2012-06-08 Andrew J. Bennieston

• Updated to compile without warnings on Mac OS X Lion using either clang or llvm-gcc
• Added BSD-style Makefiles to support BSD Make as well as GNU Make
• Added comments to top of every header / source file to identify it as part of ssh-tunnel
• Reduced the number of times strdup() is used when processing command-line options

2012-03-21 Andrew J. Bennieston

• Split ssh-tunnelc.c across multiple files to improve ease of navigation
• Modified ssh-tunnelc/Makefile to build any .c files in that directory then link them together into the ssh-tunnelc binary

2012-03-20 Andrew J. Bennieston

• Improved security of control socket by binding to localhost only (by default)
• Provided command-line option (-r) to allow binding to * (all interfaces) for control socket
• Changed tabs to spaces in ssh-tunnelc.c and ssh-tunneld.c

Copyright (c) 2012, Andrew J. Bennieston All rights reserved.

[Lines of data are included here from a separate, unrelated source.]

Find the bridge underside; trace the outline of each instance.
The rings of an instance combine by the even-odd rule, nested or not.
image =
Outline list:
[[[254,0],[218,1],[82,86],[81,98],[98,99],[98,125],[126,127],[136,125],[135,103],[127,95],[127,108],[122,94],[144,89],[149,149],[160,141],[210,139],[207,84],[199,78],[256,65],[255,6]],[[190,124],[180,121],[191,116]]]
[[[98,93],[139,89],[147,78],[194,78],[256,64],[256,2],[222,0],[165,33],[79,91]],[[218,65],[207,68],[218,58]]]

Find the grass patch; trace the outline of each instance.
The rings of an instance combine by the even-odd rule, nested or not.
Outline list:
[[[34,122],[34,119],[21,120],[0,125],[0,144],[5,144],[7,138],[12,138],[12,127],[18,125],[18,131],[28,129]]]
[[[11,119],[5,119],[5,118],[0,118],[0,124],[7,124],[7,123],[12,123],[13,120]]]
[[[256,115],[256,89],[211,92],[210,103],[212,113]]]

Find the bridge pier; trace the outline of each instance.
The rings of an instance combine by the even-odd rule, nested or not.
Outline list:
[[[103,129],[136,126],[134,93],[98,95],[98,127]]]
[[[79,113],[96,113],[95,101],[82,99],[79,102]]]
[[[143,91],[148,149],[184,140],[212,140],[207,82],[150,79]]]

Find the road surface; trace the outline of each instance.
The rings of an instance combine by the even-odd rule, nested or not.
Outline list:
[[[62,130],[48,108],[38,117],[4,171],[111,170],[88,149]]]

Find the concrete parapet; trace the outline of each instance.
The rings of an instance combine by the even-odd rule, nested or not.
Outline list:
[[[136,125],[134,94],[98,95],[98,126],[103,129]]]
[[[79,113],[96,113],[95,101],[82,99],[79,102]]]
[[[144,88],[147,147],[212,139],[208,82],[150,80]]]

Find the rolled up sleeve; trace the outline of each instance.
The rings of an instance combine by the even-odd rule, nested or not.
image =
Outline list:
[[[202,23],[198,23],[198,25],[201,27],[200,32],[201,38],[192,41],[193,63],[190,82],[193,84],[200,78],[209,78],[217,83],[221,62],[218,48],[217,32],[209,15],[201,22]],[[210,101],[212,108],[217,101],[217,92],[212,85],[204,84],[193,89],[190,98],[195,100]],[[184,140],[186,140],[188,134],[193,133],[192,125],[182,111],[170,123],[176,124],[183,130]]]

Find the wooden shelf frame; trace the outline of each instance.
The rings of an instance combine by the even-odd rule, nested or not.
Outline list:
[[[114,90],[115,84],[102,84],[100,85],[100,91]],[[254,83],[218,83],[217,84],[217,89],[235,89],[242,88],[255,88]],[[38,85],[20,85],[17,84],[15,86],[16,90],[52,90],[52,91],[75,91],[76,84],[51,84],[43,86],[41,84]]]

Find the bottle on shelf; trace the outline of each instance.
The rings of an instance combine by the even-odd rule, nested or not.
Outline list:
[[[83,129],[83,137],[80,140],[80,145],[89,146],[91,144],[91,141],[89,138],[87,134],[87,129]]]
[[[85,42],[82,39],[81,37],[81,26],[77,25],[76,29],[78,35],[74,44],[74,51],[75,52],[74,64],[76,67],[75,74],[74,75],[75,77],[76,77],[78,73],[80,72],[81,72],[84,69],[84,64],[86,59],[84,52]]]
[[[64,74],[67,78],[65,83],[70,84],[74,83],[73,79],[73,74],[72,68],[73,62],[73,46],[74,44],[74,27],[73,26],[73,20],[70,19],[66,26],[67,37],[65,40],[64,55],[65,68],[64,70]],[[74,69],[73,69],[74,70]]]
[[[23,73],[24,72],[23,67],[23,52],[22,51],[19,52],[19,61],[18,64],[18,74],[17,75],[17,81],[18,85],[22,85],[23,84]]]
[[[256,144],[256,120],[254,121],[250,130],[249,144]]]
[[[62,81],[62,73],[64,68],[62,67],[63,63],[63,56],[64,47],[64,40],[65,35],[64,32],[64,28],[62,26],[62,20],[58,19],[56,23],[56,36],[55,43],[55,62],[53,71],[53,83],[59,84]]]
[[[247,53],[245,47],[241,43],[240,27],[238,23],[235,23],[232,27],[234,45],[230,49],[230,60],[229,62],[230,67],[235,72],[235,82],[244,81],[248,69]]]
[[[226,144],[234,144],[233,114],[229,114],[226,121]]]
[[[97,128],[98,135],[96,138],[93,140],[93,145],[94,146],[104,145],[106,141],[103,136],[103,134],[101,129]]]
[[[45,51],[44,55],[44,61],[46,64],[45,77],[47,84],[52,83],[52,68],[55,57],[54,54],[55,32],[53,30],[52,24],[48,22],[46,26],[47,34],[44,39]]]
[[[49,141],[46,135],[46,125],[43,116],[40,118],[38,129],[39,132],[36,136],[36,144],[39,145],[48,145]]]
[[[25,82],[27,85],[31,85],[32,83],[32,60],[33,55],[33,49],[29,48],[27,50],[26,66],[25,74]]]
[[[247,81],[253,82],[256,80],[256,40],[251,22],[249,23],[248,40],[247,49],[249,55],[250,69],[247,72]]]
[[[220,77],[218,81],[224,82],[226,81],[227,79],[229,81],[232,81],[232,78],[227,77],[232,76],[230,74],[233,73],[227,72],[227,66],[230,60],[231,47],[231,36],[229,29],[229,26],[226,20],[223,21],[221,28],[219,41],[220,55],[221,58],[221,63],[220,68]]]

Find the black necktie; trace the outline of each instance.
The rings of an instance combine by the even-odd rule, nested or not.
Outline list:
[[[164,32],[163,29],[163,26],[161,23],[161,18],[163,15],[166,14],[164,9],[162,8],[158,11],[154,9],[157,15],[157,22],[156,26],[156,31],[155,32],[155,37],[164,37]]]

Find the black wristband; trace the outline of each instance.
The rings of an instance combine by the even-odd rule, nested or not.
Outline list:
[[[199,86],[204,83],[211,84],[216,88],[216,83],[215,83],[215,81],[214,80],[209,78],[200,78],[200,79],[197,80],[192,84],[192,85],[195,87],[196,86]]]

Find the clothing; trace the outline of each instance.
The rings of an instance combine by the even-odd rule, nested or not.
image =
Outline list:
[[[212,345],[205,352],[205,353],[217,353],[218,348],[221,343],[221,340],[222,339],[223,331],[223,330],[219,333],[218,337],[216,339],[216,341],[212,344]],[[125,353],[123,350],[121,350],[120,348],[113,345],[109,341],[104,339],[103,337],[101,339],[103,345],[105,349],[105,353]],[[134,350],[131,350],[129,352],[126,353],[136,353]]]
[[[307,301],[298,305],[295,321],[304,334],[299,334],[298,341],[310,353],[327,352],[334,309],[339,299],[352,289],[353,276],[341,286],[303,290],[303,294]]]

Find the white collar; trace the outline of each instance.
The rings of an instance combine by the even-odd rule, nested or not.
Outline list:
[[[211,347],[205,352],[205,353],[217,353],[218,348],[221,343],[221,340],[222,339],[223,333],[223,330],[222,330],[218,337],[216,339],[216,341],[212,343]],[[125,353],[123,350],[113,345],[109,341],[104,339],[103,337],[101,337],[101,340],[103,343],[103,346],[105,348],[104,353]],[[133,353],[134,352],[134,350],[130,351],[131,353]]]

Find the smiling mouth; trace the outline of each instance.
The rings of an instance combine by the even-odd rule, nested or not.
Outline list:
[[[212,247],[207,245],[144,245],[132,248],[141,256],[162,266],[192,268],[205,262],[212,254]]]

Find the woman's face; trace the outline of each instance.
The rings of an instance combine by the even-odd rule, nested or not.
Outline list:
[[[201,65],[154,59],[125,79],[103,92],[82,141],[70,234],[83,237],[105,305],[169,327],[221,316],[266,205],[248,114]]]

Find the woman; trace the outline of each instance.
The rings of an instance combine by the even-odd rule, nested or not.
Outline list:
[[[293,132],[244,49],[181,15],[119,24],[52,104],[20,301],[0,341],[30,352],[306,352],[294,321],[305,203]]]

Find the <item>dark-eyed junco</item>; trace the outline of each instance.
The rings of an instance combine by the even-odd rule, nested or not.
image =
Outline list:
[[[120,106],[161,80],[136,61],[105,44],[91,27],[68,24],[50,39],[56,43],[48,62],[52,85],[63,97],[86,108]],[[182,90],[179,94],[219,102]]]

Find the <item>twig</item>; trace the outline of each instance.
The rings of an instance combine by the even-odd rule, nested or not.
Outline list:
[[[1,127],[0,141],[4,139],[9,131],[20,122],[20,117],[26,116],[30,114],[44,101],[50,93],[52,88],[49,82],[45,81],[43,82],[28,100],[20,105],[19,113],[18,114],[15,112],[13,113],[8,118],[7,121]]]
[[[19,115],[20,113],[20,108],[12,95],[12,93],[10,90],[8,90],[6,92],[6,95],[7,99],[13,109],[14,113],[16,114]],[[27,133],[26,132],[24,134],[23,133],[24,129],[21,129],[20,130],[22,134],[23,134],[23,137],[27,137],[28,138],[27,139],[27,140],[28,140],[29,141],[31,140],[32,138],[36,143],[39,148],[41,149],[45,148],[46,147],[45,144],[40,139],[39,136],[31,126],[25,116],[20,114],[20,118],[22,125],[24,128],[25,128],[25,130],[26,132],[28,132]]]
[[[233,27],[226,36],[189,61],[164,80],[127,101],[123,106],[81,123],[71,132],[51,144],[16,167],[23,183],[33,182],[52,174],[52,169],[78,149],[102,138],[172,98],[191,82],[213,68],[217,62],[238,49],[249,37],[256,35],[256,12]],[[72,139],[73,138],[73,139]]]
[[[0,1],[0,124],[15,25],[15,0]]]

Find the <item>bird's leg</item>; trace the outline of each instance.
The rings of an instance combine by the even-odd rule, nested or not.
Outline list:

Redistribution and use in source and binary forms, with or without modification, are permitted provided that the following conditions are met:

• Redistributions of source code must retain the above copyright notice, this list of conditions and the following disclaimer.

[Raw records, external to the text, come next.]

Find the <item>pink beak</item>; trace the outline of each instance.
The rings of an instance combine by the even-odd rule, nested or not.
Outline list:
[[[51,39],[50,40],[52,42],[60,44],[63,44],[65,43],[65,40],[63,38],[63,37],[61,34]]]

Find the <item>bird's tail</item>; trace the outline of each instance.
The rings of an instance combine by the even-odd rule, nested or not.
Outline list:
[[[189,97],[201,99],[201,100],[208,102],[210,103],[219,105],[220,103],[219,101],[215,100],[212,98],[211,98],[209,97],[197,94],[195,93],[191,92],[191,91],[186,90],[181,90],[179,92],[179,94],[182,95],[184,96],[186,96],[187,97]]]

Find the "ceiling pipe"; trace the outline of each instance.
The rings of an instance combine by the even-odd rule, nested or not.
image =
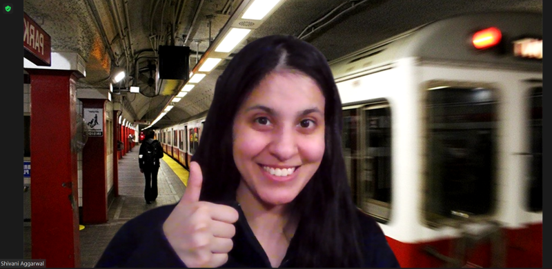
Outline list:
[[[179,1],[179,5],[178,8],[177,9],[178,11],[177,12],[176,16],[175,17],[175,31],[176,31],[177,26],[180,23],[180,18],[182,17],[182,12],[184,11],[184,7],[188,5],[187,0],[181,0]],[[175,32],[176,35],[176,32]],[[176,37],[175,37],[176,38]]]
[[[151,46],[152,50],[155,52],[156,57],[157,56],[157,48],[155,46],[157,45],[157,37],[153,34],[153,18],[159,3],[159,1],[151,1],[151,6],[150,8],[150,10],[151,10],[150,12],[150,45]],[[152,39],[153,40],[152,41]]]
[[[132,31],[130,30],[130,19],[128,17],[128,0],[125,0],[125,19],[126,19],[126,30],[128,33],[128,46],[130,48],[130,55],[132,59],[135,58],[134,49],[132,48],[132,36],[130,34]]]
[[[197,31],[197,27],[196,26],[195,22],[197,21],[197,18],[199,17],[199,12],[201,10],[203,2],[204,0],[199,1],[199,4],[197,6],[197,8],[195,10],[195,14],[194,14],[194,18],[192,20],[192,24],[190,26],[190,29],[188,30],[188,34],[186,34],[186,39],[184,39],[184,46],[190,46],[190,43],[192,41],[192,39],[190,39],[190,36],[195,34],[195,32]]]
[[[324,15],[322,18],[319,19],[318,20],[317,20],[314,23],[310,23],[308,26],[304,28],[304,30],[303,30],[303,32],[302,32],[301,34],[299,34],[297,36],[297,38],[299,39],[302,39],[302,40],[306,39],[310,34],[313,34],[315,32],[316,32],[316,31],[322,29],[322,28],[326,26],[327,25],[331,23],[333,21],[336,20],[339,17],[341,17],[343,14],[344,14],[345,13],[346,13],[346,12],[348,12],[356,8],[357,6],[360,6],[360,5],[364,3],[366,1],[368,1],[368,0],[363,0],[362,1],[361,1],[359,3],[357,3],[356,1],[355,1],[353,0],[351,0],[348,2],[348,3],[351,3],[351,6],[347,8],[347,9],[346,9],[345,10],[343,10],[343,11],[339,12],[339,13],[337,13],[337,14],[334,16],[333,18],[330,19],[329,21],[328,21],[327,22],[323,23],[322,25],[321,25],[321,26],[319,26],[318,27],[316,27],[316,28],[314,27],[315,24],[318,23],[319,22],[321,22],[322,20],[324,20],[324,19],[328,17],[330,14],[331,14],[331,13],[333,13],[335,10],[337,10],[337,9],[339,9],[339,8],[341,8],[342,6],[343,6],[344,5],[345,5],[345,4],[348,3],[341,3],[340,5],[337,6],[336,8],[334,8],[329,13],[326,14],[326,15]],[[312,30],[310,30],[310,32],[307,33],[307,34],[305,34],[304,35],[303,33],[304,33],[306,31],[306,30],[308,29],[309,28],[312,28]]]
[[[119,13],[119,8],[117,8],[117,5],[113,1],[114,0],[110,0],[110,3],[111,6],[111,8],[110,8],[110,11],[111,13],[112,19],[115,23],[117,26],[117,30],[119,32],[119,35],[121,37],[121,41],[123,43],[123,48],[124,50],[125,56],[126,58],[126,67],[128,68],[128,62],[129,62],[129,57],[130,55],[128,54],[128,48],[126,46],[126,40],[125,34],[123,32],[123,28],[121,25],[121,16]],[[115,15],[114,13],[115,12]]]
[[[94,23],[96,23],[96,26],[99,29],[100,36],[101,37],[101,39],[103,40],[103,45],[107,48],[109,57],[111,59],[112,62],[116,61],[115,52],[113,52],[113,48],[111,48],[111,42],[109,41],[107,34],[106,34],[106,29],[103,28],[103,24],[101,23],[101,20],[100,19],[99,14],[98,14],[98,10],[96,8],[96,5],[94,3],[93,0],[86,0],[86,2],[88,3],[88,6],[92,10],[92,14],[94,16]]]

• Redistributions in binary form must reproduce the above copyright notice, this list of conditions and the following disclaimer in the documentation and/or other materials provided with the distribution.

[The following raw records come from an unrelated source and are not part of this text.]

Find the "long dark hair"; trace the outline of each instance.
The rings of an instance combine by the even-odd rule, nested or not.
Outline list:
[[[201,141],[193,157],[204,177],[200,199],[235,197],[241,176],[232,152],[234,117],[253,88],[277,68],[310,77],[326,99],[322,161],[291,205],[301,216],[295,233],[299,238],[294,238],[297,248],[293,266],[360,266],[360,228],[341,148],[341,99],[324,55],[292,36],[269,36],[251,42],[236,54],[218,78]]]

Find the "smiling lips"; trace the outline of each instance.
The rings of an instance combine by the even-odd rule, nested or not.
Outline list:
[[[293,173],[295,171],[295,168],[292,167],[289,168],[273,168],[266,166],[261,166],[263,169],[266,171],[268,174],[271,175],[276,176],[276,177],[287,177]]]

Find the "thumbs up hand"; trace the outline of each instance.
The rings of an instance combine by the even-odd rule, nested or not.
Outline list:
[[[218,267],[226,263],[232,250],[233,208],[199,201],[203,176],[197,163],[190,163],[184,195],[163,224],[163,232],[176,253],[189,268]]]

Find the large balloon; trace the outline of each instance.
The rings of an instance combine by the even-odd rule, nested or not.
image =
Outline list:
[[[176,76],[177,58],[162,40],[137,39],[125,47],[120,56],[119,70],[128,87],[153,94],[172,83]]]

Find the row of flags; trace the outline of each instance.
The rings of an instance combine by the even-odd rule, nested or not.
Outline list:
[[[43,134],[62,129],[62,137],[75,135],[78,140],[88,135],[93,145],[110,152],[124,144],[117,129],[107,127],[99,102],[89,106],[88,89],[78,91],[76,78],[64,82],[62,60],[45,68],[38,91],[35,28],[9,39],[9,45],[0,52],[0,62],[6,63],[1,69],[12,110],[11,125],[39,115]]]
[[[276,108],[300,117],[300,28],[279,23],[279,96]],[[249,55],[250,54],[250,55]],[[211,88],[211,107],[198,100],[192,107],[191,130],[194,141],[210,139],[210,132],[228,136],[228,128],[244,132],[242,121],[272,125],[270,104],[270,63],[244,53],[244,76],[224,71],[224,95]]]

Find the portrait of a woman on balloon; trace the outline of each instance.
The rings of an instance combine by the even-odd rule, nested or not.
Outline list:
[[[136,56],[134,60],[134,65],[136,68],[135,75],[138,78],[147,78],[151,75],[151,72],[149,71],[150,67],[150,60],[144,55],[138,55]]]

THIS SOFTWARE IS PROVIDED BY THE COPYRIGHT HOLDERS AND CONTRIBUTORS "AS IS" AND ANY EXPRESS OR IMPLIED WARRANTIES, INCLUDING, BUT NOT LIMITED TO, THE IMPLIED WARRANTIES OF MERCHANTABILITY AND FITNESS FOR A PARTICULAR PURPOSE ARE DISCLAIMED. IN NO EVENT SHALL THE COPYRIGHT HOLDER OR CONTRIBUTORS BE LIABLE FOR ANY DIRECT, INDIRECT, INCIDENTAL, SPECIAL, EXEMPLARY, OR CONSEQUENTIAL DAMAGES (INCLUDING, BUT NOT LIMITED TO, PROCUREMENT OF SUBSTITUTE GOODS OR SERVICES; LOSS OF USE, DATA, OR PROFITS; OR BUSINESS INTERRUPTION) HOWEVER CAUSED AND ON ANY THEORY OF LIABILITY, WHETHER IN CONTRACT, STRICT LIABILITY, OR TORT (INCLUDING NEGLIGENCE OR OTHERWISE) ARISING IN ANY WAY OUT OF THE USE OF THIS SOFTWARE, EVEN IF ADVISED OF THE POSSIBILITY OF SUCH DAMAGE.